Since determining the length of the array relies on our ability to count the number of
framing offsets and since the number of framing offsets is determined from how much
space they take up, zero byte framing offsets are not permitted in arrays, even in the
case where all other serialised data has a size of zero. This special exception avoids
having to divide zero by zero and wonder what the answer is.
Structures
----------
As with arrays, structures are serialised by storing each child item, in sequence,
properly aligned with padding bytes, which must be zero.
After all of the items have been added, a framing offset is appended, in reverse order,
for each non-fixed-sized item that is not the last item in the structure. The framing offset
specifies the end boundary of that element.
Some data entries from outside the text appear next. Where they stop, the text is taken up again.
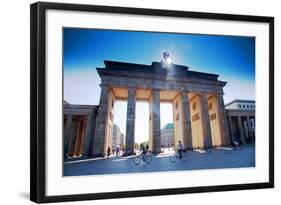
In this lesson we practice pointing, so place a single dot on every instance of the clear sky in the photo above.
(233, 58)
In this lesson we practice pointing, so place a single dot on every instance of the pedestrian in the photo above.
(108, 151)
(117, 151)
(180, 149)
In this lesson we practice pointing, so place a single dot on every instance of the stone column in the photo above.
(241, 130)
(156, 132)
(101, 122)
(87, 138)
(187, 136)
(249, 129)
(231, 128)
(130, 126)
(206, 119)
(67, 134)
(223, 120)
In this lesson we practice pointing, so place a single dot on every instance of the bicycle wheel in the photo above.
(137, 160)
(183, 156)
(148, 159)
(173, 158)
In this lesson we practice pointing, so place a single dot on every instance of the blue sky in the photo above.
(233, 58)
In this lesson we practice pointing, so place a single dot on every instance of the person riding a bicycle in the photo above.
(143, 150)
(180, 149)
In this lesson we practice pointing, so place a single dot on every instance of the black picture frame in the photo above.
(38, 103)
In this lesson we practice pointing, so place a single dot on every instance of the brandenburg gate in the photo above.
(198, 106)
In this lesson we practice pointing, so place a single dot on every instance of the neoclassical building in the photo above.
(198, 108)
(167, 136)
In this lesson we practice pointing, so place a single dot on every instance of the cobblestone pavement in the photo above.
(243, 156)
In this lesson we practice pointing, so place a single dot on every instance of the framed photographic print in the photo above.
(129, 102)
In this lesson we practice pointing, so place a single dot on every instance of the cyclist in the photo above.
(143, 150)
(180, 149)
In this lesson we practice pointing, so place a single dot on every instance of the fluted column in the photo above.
(206, 119)
(156, 132)
(87, 138)
(130, 126)
(249, 129)
(223, 121)
(231, 128)
(241, 130)
(101, 120)
(67, 134)
(187, 135)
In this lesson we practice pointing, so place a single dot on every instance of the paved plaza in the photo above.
(225, 157)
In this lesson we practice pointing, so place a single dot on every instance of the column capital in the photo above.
(155, 90)
(132, 88)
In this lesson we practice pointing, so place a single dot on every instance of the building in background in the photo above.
(117, 137)
(167, 136)
(241, 120)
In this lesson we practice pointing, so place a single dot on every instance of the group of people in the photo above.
(144, 150)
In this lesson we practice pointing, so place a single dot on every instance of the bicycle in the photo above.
(146, 158)
(176, 156)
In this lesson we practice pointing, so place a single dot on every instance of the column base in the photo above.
(126, 154)
(97, 155)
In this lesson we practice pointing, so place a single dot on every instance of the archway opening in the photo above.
(119, 127)
(167, 127)
(141, 125)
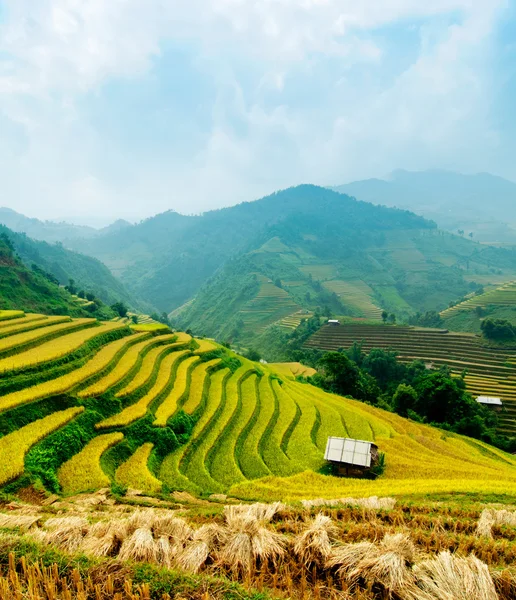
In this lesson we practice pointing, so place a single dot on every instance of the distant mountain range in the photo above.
(482, 204)
(50, 231)
(235, 271)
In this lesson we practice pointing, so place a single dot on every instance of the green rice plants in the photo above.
(59, 348)
(247, 448)
(171, 402)
(83, 471)
(135, 473)
(270, 445)
(122, 368)
(28, 339)
(147, 370)
(163, 381)
(14, 447)
(100, 361)
(205, 435)
(221, 461)
(198, 385)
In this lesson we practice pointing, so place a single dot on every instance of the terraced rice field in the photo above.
(270, 305)
(185, 421)
(293, 321)
(491, 372)
(357, 295)
(504, 295)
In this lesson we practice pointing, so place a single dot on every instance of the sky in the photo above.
(126, 108)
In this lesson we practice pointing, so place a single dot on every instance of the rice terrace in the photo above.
(178, 427)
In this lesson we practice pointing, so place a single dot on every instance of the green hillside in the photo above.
(490, 371)
(453, 200)
(32, 290)
(305, 236)
(88, 273)
(340, 256)
(87, 405)
(496, 303)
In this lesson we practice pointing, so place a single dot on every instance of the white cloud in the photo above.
(53, 52)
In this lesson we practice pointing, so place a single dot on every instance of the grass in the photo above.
(14, 447)
(124, 366)
(164, 379)
(83, 472)
(100, 361)
(200, 377)
(171, 402)
(221, 461)
(56, 348)
(147, 368)
(134, 472)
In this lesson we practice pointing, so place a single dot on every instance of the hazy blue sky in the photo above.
(130, 107)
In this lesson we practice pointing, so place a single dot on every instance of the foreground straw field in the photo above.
(355, 549)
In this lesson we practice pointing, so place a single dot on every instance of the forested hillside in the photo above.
(323, 248)
(481, 204)
(342, 257)
(88, 273)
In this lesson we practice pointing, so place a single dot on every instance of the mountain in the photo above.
(239, 269)
(47, 231)
(483, 204)
(338, 255)
(31, 290)
(88, 273)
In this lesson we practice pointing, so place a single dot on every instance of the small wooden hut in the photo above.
(351, 457)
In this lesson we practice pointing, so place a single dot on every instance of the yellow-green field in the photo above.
(255, 432)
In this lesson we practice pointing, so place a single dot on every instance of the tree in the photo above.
(253, 355)
(498, 329)
(340, 373)
(120, 309)
(71, 287)
(404, 399)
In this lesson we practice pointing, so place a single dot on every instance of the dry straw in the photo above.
(449, 577)
(490, 517)
(314, 544)
(139, 547)
(371, 503)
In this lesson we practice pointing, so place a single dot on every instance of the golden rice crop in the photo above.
(6, 315)
(32, 323)
(147, 368)
(170, 404)
(27, 318)
(62, 384)
(28, 337)
(83, 471)
(148, 326)
(122, 368)
(205, 346)
(135, 473)
(56, 348)
(139, 409)
(196, 390)
(14, 446)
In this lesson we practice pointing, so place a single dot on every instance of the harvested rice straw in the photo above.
(140, 547)
(314, 543)
(205, 540)
(23, 522)
(448, 576)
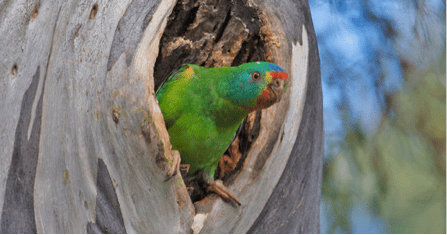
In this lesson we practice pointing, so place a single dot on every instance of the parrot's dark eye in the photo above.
(256, 76)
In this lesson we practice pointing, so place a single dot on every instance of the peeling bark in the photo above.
(84, 147)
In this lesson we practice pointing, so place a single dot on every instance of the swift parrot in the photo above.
(204, 107)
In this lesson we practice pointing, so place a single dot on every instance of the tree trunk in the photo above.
(83, 143)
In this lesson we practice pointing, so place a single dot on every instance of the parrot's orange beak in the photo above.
(273, 93)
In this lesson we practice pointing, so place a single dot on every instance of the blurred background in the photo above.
(383, 71)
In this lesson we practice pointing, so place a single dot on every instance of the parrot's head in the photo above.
(256, 85)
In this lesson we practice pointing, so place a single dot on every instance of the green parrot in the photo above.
(204, 107)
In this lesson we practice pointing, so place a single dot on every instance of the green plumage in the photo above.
(203, 108)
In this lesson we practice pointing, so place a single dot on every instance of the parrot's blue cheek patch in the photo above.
(275, 67)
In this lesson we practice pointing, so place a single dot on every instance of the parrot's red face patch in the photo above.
(272, 94)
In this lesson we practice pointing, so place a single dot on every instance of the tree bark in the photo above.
(83, 143)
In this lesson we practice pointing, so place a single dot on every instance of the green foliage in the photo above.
(400, 172)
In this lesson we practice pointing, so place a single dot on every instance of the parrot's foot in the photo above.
(218, 187)
(174, 164)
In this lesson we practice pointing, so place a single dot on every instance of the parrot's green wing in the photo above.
(174, 112)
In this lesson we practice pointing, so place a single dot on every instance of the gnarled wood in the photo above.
(83, 142)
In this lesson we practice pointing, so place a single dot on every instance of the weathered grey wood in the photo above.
(83, 141)
(65, 47)
(283, 196)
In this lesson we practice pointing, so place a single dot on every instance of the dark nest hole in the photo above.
(212, 33)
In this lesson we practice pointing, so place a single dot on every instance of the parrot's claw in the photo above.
(218, 187)
(174, 165)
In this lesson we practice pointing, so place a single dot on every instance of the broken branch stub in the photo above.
(84, 146)
(230, 33)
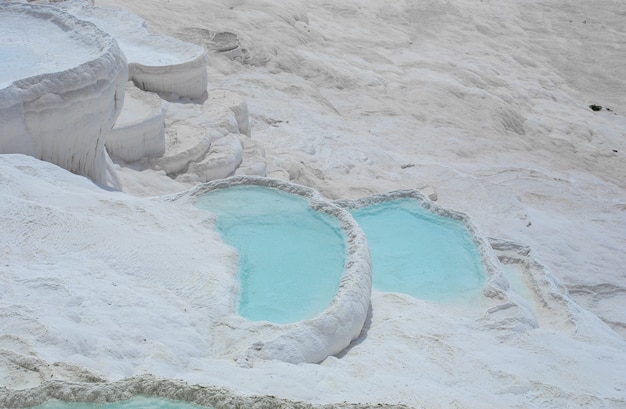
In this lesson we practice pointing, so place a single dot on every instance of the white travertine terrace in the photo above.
(155, 62)
(139, 131)
(57, 106)
(331, 331)
(496, 284)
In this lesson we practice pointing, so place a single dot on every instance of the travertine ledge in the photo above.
(59, 113)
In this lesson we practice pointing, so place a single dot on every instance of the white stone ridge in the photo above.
(331, 331)
(139, 131)
(222, 159)
(496, 285)
(155, 62)
(60, 113)
(198, 151)
(92, 389)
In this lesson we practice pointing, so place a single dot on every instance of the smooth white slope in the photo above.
(101, 285)
(486, 101)
(54, 107)
(155, 62)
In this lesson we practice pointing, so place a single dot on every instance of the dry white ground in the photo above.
(486, 101)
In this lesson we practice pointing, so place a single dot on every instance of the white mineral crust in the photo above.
(54, 105)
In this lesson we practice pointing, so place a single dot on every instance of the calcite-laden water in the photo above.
(291, 257)
(419, 253)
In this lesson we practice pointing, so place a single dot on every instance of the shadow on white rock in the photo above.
(155, 62)
(139, 131)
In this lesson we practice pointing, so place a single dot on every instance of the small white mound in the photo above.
(139, 131)
(223, 158)
(184, 143)
(56, 105)
(155, 63)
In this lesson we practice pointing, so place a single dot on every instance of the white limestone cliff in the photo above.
(55, 106)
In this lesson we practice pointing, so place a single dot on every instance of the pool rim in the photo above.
(495, 285)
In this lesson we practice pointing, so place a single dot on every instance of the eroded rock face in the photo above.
(55, 105)
(156, 63)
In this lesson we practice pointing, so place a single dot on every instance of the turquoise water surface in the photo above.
(138, 402)
(291, 257)
(419, 253)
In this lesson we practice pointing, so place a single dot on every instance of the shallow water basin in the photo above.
(291, 257)
(419, 253)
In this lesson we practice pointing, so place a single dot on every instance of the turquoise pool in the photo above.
(138, 402)
(419, 253)
(291, 257)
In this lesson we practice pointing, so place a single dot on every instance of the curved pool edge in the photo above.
(331, 331)
(496, 284)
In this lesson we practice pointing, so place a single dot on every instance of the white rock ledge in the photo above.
(335, 328)
(155, 62)
(140, 129)
(496, 284)
(55, 106)
(95, 391)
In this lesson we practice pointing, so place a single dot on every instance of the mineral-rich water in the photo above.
(291, 257)
(420, 253)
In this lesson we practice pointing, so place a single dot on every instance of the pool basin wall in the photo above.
(496, 284)
(64, 116)
(331, 331)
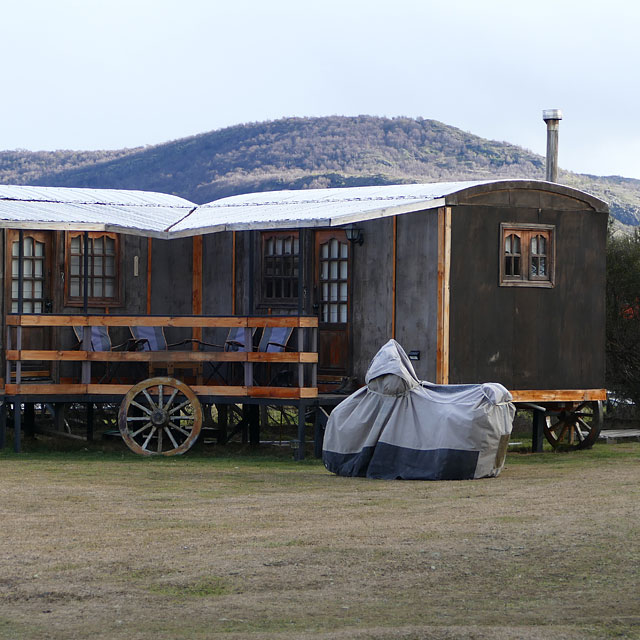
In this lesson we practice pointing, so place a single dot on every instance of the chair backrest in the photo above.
(235, 340)
(100, 340)
(152, 337)
(274, 339)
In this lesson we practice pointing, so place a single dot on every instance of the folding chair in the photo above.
(100, 340)
(275, 340)
(235, 342)
(153, 339)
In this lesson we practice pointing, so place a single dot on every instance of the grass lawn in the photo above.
(237, 544)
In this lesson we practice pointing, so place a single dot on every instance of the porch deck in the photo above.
(86, 384)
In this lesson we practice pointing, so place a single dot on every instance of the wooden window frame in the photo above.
(325, 238)
(526, 232)
(94, 301)
(36, 236)
(272, 301)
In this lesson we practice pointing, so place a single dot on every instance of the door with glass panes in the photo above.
(332, 286)
(37, 263)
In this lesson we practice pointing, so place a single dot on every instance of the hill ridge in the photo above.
(303, 153)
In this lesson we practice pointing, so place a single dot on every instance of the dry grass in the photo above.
(112, 546)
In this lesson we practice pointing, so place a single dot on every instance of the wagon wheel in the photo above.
(160, 416)
(573, 425)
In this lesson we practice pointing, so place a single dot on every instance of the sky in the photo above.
(110, 74)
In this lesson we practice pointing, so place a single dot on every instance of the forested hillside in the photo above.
(300, 153)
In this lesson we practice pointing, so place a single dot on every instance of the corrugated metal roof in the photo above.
(165, 216)
(315, 207)
(141, 212)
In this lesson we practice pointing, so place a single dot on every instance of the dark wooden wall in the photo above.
(371, 294)
(417, 288)
(528, 338)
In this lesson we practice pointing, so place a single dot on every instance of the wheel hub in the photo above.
(159, 417)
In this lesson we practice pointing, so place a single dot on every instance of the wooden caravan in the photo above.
(479, 281)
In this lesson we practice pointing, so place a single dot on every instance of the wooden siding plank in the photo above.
(558, 395)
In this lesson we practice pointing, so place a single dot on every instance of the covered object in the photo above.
(400, 427)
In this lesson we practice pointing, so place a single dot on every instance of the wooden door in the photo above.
(332, 288)
(37, 263)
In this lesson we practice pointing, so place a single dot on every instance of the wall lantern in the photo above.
(355, 235)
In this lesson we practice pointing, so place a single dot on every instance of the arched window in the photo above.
(527, 255)
(103, 269)
(280, 251)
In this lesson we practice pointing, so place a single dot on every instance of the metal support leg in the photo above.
(302, 424)
(3, 425)
(254, 425)
(89, 421)
(319, 424)
(16, 427)
(537, 435)
(29, 420)
(223, 422)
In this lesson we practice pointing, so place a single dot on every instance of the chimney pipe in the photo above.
(552, 117)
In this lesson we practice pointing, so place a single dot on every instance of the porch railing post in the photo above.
(86, 364)
(8, 364)
(314, 349)
(248, 366)
(300, 350)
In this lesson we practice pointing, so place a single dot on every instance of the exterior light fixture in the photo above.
(355, 235)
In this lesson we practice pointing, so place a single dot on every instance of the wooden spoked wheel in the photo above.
(573, 425)
(160, 416)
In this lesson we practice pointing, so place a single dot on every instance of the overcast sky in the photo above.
(108, 74)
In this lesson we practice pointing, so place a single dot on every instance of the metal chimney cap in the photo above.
(551, 114)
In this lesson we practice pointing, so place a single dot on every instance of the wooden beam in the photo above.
(47, 320)
(233, 273)
(32, 355)
(149, 265)
(558, 395)
(197, 286)
(122, 389)
(444, 275)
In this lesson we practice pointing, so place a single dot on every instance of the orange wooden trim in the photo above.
(197, 286)
(444, 274)
(394, 277)
(220, 390)
(139, 356)
(291, 356)
(558, 395)
(122, 389)
(159, 356)
(149, 265)
(47, 320)
(286, 321)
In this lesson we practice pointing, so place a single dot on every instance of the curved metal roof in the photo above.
(165, 216)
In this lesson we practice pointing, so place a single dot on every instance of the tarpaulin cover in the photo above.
(400, 427)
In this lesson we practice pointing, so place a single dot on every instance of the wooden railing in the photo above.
(16, 355)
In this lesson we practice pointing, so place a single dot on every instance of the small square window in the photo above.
(527, 255)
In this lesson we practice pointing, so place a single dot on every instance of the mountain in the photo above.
(302, 153)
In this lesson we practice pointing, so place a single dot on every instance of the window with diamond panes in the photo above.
(33, 276)
(280, 253)
(103, 284)
(334, 268)
(527, 255)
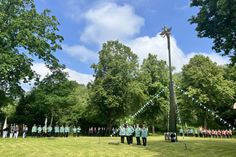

The framing offsets are stored in reverse order to allow iterator-based interfaces to
begin iterating over the items in the structure without first measuring the number of
items implied by the type string (an operation which requires time linear to the size
of the string).
.. figure:: gvariant-integer-and-string-structure.svg
:align: center
:name: integer-and-string-structure
A structure containing 16-bit integers and strings
The reason that no framing offset is stored for the last item in the structure is because
its end boundary can be determined by subtracting the size of the framing offsets from
the size of the structure. The number of framing offsets present in any instance of a
structure of a given type can be determined entirely from the type (following the rule
given above).
The reason that no framing offset is stored for fixed-sized items is that their end
boundaries can always be found by adding the fixed size to the start boundary.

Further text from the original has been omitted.